Dennis-Mircea Ciupitu created FLINK-39688:
---------------------------------------------
Summary: Share a single PluginManager across operator and webhook
startup
Key: FLINK-39688
URL: https://issues.apache.org/jira/browse/FLINK-39688
Project: Flink
Issue Type: Improvement
Components: Kubernetes Operator
Affects Versions: kubernetes-operator-1.15.0
Reporter: Dennis-Mircea Ciupitu
Fix For: kubernetes-operator-1.16.0
h1. Summary
The Flink Kubernetes Operator constructs a brand-new {{PluginManager}} four
separate times during operator JVM startup, plus two more times during webhook
JVM startup. Each call independently rescans {{{}/opt/flink/plugins{}}}, builds
isolated child class loaders for every plugin subdirectory, and emits a
duplicate {{"Plugin loader with ID not found, creating it: <subdir>"}} batch in
the logs. This refactor consolidates plugin discovery onto a single shared
{{PluginManager}} instance per JVM.
h1. Problem
Five different consumers of the Flink plugin SPI each call
{{PluginUtils.createPluginManagerFromRootFolder(...)}} on their own:
* {{OperatorMetricUtils.initOperatorMetrics}} (metric reporters)
* {{ValidatorUtils.discoverValidators}} (validators)
* {{ListenerUtils.discoverListeners}} (resource listeners)
* {{FlinkOperator}} constructor (file system factories, via
{{{}FileSystem.initialize{}}})
* {{MutatorUtils.discoverMutators}} (mutating webhook plugins)

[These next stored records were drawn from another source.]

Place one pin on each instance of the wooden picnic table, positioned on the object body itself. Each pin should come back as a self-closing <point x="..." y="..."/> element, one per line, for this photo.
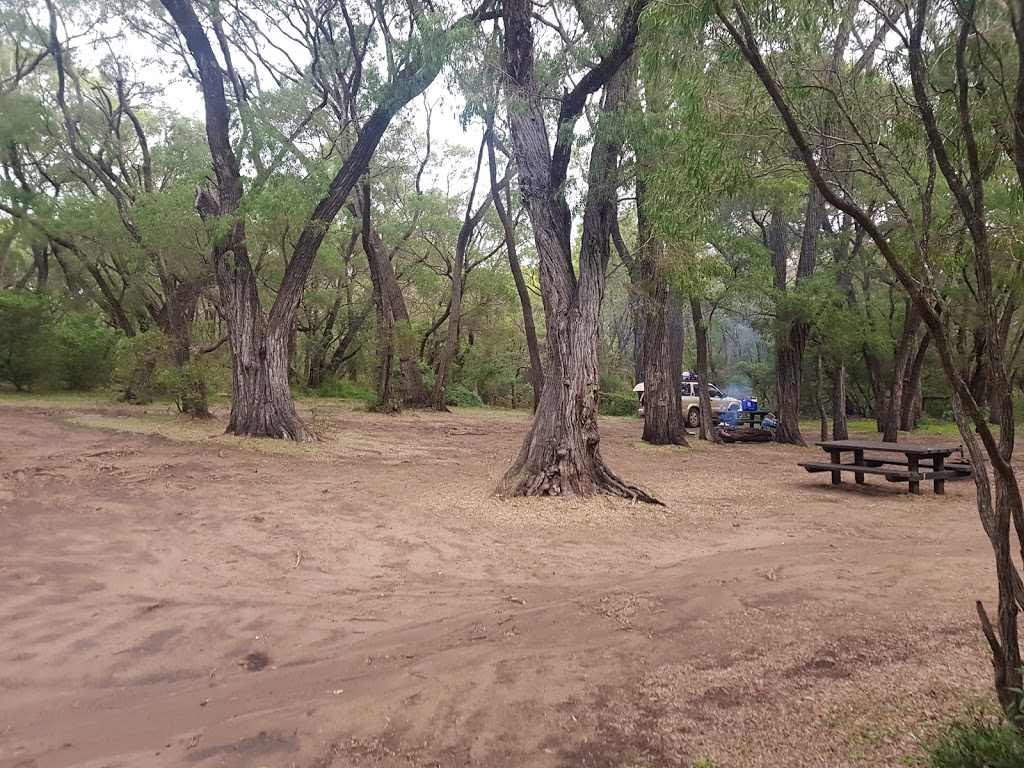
<point x="922" y="462"/>
<point x="749" y="418"/>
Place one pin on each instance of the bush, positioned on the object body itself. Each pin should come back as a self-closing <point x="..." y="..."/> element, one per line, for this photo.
<point x="186" y="385"/>
<point x="87" y="352"/>
<point x="340" y="388"/>
<point x="978" y="744"/>
<point x="140" y="359"/>
<point x="613" y="403"/>
<point x="458" y="395"/>
<point x="27" y="345"/>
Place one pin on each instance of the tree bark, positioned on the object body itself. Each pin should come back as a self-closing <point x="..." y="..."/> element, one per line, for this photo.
<point x="529" y="327"/>
<point x="708" y="430"/>
<point x="840" y="428"/>
<point x="788" y="360"/>
<point x="261" y="399"/>
<point x="663" y="355"/>
<point x="389" y="300"/>
<point x="964" y="178"/>
<point x="900" y="374"/>
<point x="560" y="455"/>
<point x="460" y="274"/>
<point x="910" y="407"/>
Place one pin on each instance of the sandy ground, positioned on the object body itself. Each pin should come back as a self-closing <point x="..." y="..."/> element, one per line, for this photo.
<point x="203" y="601"/>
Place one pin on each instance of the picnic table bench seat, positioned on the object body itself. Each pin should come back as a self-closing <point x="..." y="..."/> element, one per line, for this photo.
<point x="922" y="463"/>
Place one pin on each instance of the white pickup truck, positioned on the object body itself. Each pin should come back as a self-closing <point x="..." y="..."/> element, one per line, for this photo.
<point x="690" y="395"/>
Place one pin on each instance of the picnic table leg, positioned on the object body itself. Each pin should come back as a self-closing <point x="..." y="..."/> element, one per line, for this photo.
<point x="940" y="480"/>
<point x="858" y="459"/>
<point x="912" y="463"/>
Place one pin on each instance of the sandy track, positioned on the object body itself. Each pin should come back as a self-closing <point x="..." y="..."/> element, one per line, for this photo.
<point x="398" y="615"/>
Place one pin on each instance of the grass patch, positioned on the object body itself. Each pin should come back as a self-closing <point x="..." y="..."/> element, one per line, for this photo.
<point x="977" y="743"/>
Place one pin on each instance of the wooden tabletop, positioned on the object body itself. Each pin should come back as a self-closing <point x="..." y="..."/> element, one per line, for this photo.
<point x="892" y="448"/>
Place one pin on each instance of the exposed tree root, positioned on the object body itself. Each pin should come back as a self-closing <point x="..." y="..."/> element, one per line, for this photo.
<point x="561" y="478"/>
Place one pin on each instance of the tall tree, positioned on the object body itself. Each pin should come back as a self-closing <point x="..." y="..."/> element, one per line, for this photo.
<point x="560" y="455"/>
<point x="261" y="399"/>
<point x="974" y="144"/>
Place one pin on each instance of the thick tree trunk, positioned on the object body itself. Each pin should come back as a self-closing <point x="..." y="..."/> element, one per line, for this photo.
<point x="560" y="455"/>
<point x="663" y="417"/>
<point x="663" y="354"/>
<point x="708" y="430"/>
<point x="261" y="398"/>
<point x="261" y="344"/>
<point x="529" y="326"/>
<point x="840" y="428"/>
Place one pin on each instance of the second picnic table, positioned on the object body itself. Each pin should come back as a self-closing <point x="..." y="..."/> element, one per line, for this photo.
<point x="922" y="463"/>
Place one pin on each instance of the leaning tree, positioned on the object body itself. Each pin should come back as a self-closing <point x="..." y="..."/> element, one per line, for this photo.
<point x="342" y="42"/>
<point x="954" y="86"/>
<point x="560" y="455"/>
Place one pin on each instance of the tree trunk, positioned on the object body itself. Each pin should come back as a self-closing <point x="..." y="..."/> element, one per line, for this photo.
<point x="529" y="327"/>
<point x="819" y="396"/>
<point x="663" y="411"/>
<point x="260" y="345"/>
<point x="393" y="304"/>
<point x="460" y="274"/>
<point x="560" y="455"/>
<point x="261" y="398"/>
<point x="900" y="374"/>
<point x="663" y="416"/>
<point x="840" y="429"/>
<point x="788" y="360"/>
<point x="708" y="430"/>
<point x="910" y="407"/>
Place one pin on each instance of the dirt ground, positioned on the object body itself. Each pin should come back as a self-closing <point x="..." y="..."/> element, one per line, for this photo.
<point x="186" y="598"/>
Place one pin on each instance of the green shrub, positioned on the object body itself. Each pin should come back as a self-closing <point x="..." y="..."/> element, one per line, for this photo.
<point x="186" y="385"/>
<point x="28" y="352"/>
<point x="87" y="352"/>
<point x="340" y="388"/>
<point x="613" y="403"/>
<point x="458" y="395"/>
<point x="140" y="359"/>
<point x="978" y="744"/>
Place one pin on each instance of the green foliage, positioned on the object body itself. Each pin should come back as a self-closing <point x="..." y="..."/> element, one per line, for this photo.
<point x="140" y="361"/>
<point x="339" y="388"/>
<point x="186" y="385"/>
<point x="458" y="395"/>
<point x="614" y="403"/>
<point x="86" y="351"/>
<point x="978" y="743"/>
<point x="27" y="349"/>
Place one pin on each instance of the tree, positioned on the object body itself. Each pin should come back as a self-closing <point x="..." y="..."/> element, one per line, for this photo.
<point x="261" y="400"/>
<point x="560" y="455"/>
<point x="982" y="107"/>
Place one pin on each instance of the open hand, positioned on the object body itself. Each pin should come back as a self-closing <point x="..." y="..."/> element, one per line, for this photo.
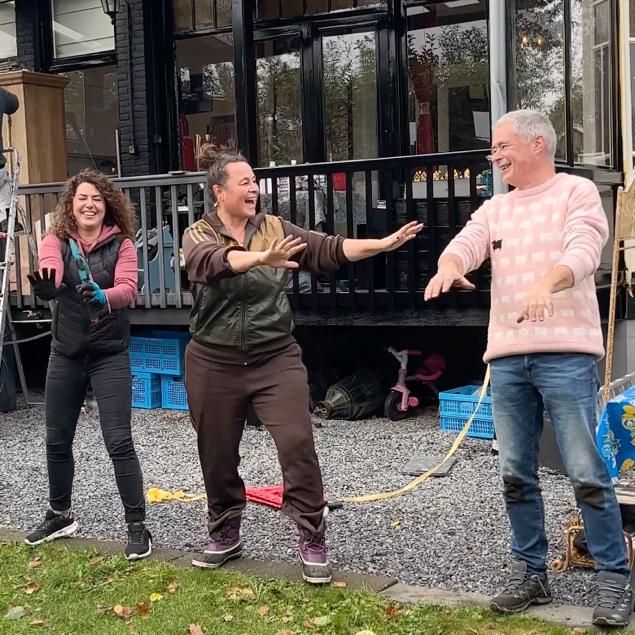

In the operator process this produces four full plugin scans during startup. In
the webhook process it produces two more. Each scan walks the plugin folder,
opens every JAR manifest, and instantiates a fresh isolated {{URLClassLoader}}
per plugin subdirectory. Those class loaders are retained for the lifetime of
the JVM because the loaded SPI factories pin them.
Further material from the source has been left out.